Only Three Days Left To Cash In On Aubay Société Anonyme's (EPA:AUB) Dividend
Some investors rely on dividends for growing their wealth, and if you're one of those dividend sleuths, you might be intrigued to know that Aubay Société Anonyme (EPA:AUB) is about to go ex-dividend in just 3 days. The ex-dividend date generally occurs two days before the record date, which is the day on which shareholders need to be on the company's books in order to receive a dividend. The ex-dividend date is of consequence because whenever a stock is bought or sold, the trade can take two business days or more to settle. Thus, you can purchase Aubay Société Anonyme's shares before the 5th of November in order to receive the dividend, which the company will pay on the 7th of November.
The company's next dividend payment will be €0.60 per share, on the back of last year when the company paid a total of €1.30 to shareholders. Last year's total dividend payments show that Aubay Société Anonyme has a trailing yield of 2.6% on the current share price of €50.00. If you buy this business for its dividend, you should have an idea of whether Aubay Société Anonyme's dividend is reliable and sustainable. We need to see whether the dividend is covered by earnings and if it's growing.
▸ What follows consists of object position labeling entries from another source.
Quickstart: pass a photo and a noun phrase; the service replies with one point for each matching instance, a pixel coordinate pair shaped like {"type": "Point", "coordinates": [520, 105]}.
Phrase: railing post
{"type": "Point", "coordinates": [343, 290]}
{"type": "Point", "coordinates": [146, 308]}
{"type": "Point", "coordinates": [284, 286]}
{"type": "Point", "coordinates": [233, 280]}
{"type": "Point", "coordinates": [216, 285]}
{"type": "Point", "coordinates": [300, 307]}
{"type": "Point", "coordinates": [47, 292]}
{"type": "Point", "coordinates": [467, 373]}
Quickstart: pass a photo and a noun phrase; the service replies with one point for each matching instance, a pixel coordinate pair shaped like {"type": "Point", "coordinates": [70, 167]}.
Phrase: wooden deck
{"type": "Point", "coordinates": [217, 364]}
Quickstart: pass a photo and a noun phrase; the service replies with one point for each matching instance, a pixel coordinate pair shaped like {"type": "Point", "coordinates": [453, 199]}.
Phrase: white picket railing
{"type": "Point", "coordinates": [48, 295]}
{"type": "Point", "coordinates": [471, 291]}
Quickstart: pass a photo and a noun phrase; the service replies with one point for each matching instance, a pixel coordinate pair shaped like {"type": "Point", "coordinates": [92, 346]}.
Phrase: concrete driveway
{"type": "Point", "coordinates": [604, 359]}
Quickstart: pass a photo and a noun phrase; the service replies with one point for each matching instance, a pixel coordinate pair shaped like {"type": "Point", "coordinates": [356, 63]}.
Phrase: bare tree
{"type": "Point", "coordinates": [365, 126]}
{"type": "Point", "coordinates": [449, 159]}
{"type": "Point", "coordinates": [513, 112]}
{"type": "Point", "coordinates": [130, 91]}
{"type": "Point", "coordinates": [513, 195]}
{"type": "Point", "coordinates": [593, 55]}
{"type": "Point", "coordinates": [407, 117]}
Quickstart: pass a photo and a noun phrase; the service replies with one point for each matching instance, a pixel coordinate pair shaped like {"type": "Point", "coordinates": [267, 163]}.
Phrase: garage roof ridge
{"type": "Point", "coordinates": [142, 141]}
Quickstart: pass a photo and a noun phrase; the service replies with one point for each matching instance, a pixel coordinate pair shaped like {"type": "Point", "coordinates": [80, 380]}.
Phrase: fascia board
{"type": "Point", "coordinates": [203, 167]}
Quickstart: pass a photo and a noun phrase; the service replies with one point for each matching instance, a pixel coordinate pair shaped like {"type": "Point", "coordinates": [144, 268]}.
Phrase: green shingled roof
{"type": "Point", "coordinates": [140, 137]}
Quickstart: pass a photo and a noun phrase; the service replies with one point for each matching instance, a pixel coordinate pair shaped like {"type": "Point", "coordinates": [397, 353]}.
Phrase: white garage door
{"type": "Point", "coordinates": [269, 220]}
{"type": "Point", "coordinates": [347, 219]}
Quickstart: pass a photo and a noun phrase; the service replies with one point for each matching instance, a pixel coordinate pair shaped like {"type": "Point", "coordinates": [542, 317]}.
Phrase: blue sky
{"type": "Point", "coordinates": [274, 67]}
If a company pays out more in dividends than it earned, then the dividend might become unsustainable - hardly an ideal situation. Aubay Société Anonyme paid out 51% of its earnings to investors last year, a normal payout level for most businesses. A useful secondary check can be to evaluate whether Aubay Société Anonyme generated enough free cash flow to afford its dividend. It distributed 40% of its free cash flow as dividends, a comfortable payout level for most companies.
It's encouraging to see that the dividend is covered by both profit and cash flow. This generally suggests the dividend is sustainable, as long as earnings don't drop precipitously.
Check out our latest analysis for Aubay Société Anonyme
Click here to see the company's payout ratio, plus analyst estimates of its future dividends.
Have Earnings And Dividends Been Growing?
Businesses with strong growth prospects usually make the best dividend payers, because it's easier to grow dividends when earnings per share are improving. If earnings decline and the company is forced to cut its dividend, investors could watch the value of their investment go up in smoke. This is why it's a relief to see Aubay Société Anonyme earnings per share are up 6.2% per annum over the last five years. While earnings have been growing at a credible rate, the company is paying out a majority of its earnings to shareholders. If management lifts the payout ratio further, we'd take this as a tacit signal that the company's growth prospects are slowing.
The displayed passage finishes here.